If IT is to support these deeper-rooted analytics where more factors are related to each other for a meaning, it must stay on top of tools in the marketplace that can position the Big Data amassing in its databases so this data can be queried in new and innovative ways.
To date, Apache Hadoop has become a kind of de facto standard for sorting through big and unstructured data. Hadoop is capable of dishing out multiple threads of Big Data to parallel processors on analytics servers, and crunching through this data quickly. But one of the things Hadoop doesn’t do as well is log the connective relationships between the pieces of data that it is processing In other words, if your system uses Hadoop alone, it could take some time to come up with the conclusion that soccer fan wives in the UK go on online shopping binges while their husbands are at the game.
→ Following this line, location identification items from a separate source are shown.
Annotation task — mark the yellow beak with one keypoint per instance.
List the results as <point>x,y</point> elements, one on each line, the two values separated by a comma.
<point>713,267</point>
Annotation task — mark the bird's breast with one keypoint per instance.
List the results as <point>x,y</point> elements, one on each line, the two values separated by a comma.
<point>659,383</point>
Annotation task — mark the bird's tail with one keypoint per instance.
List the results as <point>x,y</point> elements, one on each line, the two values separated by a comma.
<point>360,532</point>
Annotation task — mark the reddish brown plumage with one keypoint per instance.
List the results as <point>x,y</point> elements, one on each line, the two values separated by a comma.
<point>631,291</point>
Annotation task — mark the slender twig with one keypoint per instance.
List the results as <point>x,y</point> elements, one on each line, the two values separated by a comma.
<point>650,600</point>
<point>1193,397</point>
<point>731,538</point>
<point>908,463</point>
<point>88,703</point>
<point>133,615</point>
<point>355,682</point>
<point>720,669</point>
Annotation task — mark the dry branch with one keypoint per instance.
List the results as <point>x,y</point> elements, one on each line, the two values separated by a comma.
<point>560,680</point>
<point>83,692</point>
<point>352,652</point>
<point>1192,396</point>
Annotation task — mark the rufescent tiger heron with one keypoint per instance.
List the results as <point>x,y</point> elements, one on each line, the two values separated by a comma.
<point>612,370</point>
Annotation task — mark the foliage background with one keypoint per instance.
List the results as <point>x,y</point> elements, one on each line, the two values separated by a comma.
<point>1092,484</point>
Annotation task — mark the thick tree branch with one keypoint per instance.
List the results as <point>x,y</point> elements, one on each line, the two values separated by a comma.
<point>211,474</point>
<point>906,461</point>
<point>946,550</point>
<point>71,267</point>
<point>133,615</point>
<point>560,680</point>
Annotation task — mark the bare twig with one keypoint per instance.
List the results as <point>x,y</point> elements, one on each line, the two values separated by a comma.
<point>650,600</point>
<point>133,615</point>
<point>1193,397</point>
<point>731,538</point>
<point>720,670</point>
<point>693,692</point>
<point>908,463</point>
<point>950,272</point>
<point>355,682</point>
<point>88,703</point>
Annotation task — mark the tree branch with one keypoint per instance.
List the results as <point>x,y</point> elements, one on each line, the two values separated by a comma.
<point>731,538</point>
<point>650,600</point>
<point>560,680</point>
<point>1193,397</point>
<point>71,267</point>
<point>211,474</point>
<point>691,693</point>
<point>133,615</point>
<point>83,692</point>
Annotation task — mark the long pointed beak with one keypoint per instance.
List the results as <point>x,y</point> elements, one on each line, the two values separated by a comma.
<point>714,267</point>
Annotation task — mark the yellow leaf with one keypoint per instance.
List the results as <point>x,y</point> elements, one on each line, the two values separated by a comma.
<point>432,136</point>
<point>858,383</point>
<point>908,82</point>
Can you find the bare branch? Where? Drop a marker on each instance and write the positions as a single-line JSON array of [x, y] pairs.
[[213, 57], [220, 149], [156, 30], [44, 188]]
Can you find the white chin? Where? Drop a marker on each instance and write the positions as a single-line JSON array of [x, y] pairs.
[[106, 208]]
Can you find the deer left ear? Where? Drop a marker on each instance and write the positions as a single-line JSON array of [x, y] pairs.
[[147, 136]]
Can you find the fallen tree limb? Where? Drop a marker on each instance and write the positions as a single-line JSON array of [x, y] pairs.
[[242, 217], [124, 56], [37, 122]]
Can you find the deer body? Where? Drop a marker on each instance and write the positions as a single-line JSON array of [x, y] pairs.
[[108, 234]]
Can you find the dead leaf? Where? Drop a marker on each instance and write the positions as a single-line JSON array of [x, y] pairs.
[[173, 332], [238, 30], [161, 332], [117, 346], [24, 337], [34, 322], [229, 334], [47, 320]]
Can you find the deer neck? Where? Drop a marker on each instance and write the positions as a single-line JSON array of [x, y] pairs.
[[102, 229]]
Social media outlets are already using new tools for this type of analysis, and a prime example is Facebook. When I signed onto Facebook the other day I immediately got an introduction to the site’s new “graph” database tool. The graph tool presented new dimensions in Big Data intelligence to me as a user-such as, “Click on this link to find people in Seattle who also like cycling,” or “Click on this link to see which restaurants in London your friends have recently visited.” Indeed, these very precise and highly complex drilldowns into Big Data seem every bit as inter-relational as the earlier example of the soccer fans’ wives going on shopping sprees during the games.
To provide this more inter-relational analysis of Big Data, Facebook uses Hbase, another Apache product. Hbase uses a set of tables that are all defined with their own unique primary keys.. Within each table is a series of columns that contain attributes for the table’s primary key. Fr example, if the table’s primary key is a person (e.g., “John Smith”), attributes contained within the columns of the table for that key might be hobbies (e.g., “likes cycling”) or place of residence (e.g., “lives in Seattle”). Where Hbase can out-perform a Big Data processing product like Hadoop is with its ability to analyze the types of connections between various piece of Big Data (and what they might mean) faster-and in a more granular way.
So what is the takeaway for IT?
Very simply, that as your organization’s Big Data analysis matures, you should also be on the lookout for new software and databases that can address these more sophisticated needs. Hadoop is a great place to start with Big Data-but the process shouldn’t end there.